The reason he will not sack her is, of course, because the election is a month away and to remove the Justice Minister now will give further oxygen to an issue he has already handled badly.

Ms Collins seems to think the rules of decency do not apply to her; and now some in her electorate seem to feel the same.

Voters are starting to question whether her behaviour is how they want people to act when elected to Parliament.

Mr Key put Ms Collins on a final warning back during the Oravida incident, when the minister was economical with her versions of what happened during a visit to China.

It turned out, Ms Collins went beyond her brief for the visit to provide ministerial support to a company which employs her husband.

The excuse Mr Key now uses for not sacking Ms Collins, following the revelations of what many see as unacceptable behaviour, is the incident happened five years ago and his final warning cannot be retrospectively applied.

It is, to say the least, an eyebrow-raising justification for not taking action.

Dirty Politics-gate has dominated national political coverage since the book's launch, with claim and counterclaim being made.

But assertions of other parties behaving badly are just that.

The only evidence this issue can be judged on is what is front and centre, and currently that is the material in Nicky Hager's book.

At first, Mr Key dismissed the claims as a left-wing conspiracy.

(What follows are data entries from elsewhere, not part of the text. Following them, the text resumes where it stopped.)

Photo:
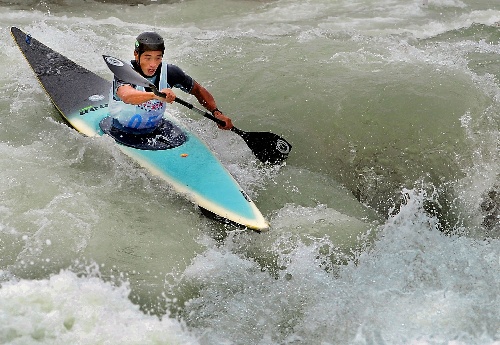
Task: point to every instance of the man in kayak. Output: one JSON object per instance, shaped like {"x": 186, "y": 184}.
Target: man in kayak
{"x": 137, "y": 110}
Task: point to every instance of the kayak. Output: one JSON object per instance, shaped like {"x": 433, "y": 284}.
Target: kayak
{"x": 173, "y": 153}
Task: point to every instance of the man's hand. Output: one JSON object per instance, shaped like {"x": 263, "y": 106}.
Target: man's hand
{"x": 224, "y": 118}
{"x": 169, "y": 95}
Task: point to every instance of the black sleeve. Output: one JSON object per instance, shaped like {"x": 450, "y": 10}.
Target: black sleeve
{"x": 177, "y": 78}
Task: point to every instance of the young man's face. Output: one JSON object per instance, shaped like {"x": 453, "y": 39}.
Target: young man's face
{"x": 149, "y": 61}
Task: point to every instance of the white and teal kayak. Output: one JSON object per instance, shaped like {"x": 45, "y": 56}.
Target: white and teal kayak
{"x": 188, "y": 166}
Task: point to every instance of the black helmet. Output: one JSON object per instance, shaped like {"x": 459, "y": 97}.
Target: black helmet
{"x": 148, "y": 41}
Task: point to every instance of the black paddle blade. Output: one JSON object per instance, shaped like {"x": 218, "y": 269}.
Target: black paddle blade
{"x": 267, "y": 147}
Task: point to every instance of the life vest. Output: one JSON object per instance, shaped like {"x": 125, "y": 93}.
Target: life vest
{"x": 142, "y": 116}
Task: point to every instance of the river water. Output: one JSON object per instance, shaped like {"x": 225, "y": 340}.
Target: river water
{"x": 384, "y": 220}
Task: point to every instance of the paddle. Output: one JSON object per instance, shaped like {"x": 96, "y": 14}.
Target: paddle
{"x": 267, "y": 147}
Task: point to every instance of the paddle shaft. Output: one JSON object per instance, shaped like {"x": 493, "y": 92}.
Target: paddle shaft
{"x": 267, "y": 147}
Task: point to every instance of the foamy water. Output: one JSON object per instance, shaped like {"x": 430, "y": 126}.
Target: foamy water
{"x": 384, "y": 219}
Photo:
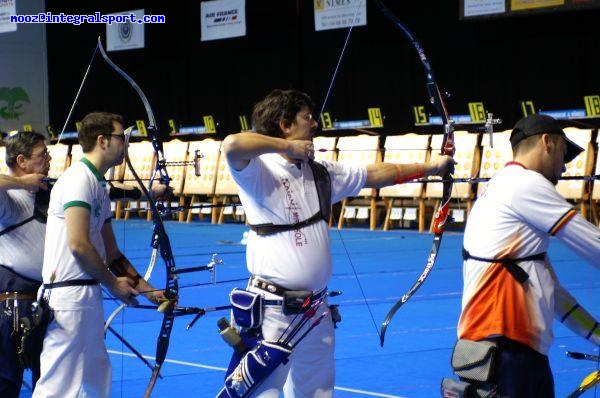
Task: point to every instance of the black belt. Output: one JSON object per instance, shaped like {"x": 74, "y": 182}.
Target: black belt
{"x": 509, "y": 263}
{"x": 505, "y": 344}
{"x": 275, "y": 289}
{"x": 73, "y": 282}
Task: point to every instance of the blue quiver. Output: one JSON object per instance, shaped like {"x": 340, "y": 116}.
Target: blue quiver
{"x": 253, "y": 369}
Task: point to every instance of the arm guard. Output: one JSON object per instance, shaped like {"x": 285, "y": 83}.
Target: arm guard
{"x": 122, "y": 267}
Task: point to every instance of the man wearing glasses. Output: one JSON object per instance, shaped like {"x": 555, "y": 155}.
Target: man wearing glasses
{"x": 22, "y": 229}
{"x": 287, "y": 198}
{"x": 81, "y": 253}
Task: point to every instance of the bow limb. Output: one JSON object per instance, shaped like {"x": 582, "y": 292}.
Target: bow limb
{"x": 441, "y": 215}
{"x": 160, "y": 240}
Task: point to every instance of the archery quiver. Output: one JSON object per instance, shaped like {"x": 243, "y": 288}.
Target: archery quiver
{"x": 473, "y": 362}
{"x": 254, "y": 368}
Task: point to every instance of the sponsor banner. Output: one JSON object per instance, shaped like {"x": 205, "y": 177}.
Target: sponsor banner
{"x": 222, "y": 19}
{"x": 483, "y": 7}
{"x": 7, "y": 8}
{"x": 127, "y": 35}
{"x": 335, "y": 14}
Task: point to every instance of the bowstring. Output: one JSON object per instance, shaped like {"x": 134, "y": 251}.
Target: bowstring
{"x": 323, "y": 105}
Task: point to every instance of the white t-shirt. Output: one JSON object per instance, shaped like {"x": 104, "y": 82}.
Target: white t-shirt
{"x": 21, "y": 249}
{"x": 80, "y": 185}
{"x": 272, "y": 190}
{"x": 515, "y": 218}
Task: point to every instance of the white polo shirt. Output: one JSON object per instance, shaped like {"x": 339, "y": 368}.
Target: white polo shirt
{"x": 21, "y": 248}
{"x": 272, "y": 190}
{"x": 80, "y": 185}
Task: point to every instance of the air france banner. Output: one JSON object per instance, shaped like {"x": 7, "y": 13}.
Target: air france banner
{"x": 335, "y": 14}
{"x": 125, "y": 34}
{"x": 222, "y": 19}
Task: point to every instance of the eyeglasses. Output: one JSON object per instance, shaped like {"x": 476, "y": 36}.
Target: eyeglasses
{"x": 307, "y": 116}
{"x": 121, "y": 136}
{"x": 44, "y": 154}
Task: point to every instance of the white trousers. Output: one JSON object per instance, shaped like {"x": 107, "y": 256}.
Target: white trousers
{"x": 74, "y": 361}
{"x": 310, "y": 372}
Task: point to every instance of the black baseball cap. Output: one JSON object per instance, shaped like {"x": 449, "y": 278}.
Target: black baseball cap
{"x": 543, "y": 124}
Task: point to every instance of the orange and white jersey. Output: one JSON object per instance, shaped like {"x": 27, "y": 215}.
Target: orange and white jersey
{"x": 514, "y": 219}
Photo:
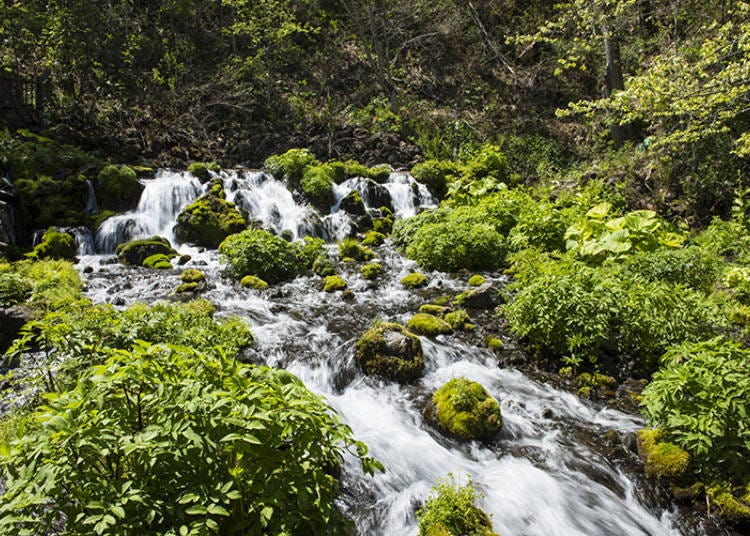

Even before the book was released, Mr Key was besmirching the reputation of Mr Hager.

And while Mr Hager may be seen as to the left of New Zealand's political spectrum, that does not negate the evidence he has produced in this book.

It should also be noted that in the lead-up to the 2002 election he published material critical of the then Helen Clark-led Labour-Alliance government.

Right-wing blogger Cameron Slater, someone Ms Collins regards as a friend, claims to be a political player. He is not. He is a blogger.

Is this what the country's democracy has become? Personal attacks, led by a minister and fed through blogger conduits (which operate without the standards applied to traditional journalism)?

Mr Key is undoubtedly under pressure. His campaign is being derailed, and he - at least to date - has not handled it well.

However, he welcomed the inquiry into allegations the SIS released official information to blogger Cameron Slater for political purposes. The prime minister has - not unexpectedly - adopted a presidential-style campaign where each day is dominated by photo opportunities and one media stand-up.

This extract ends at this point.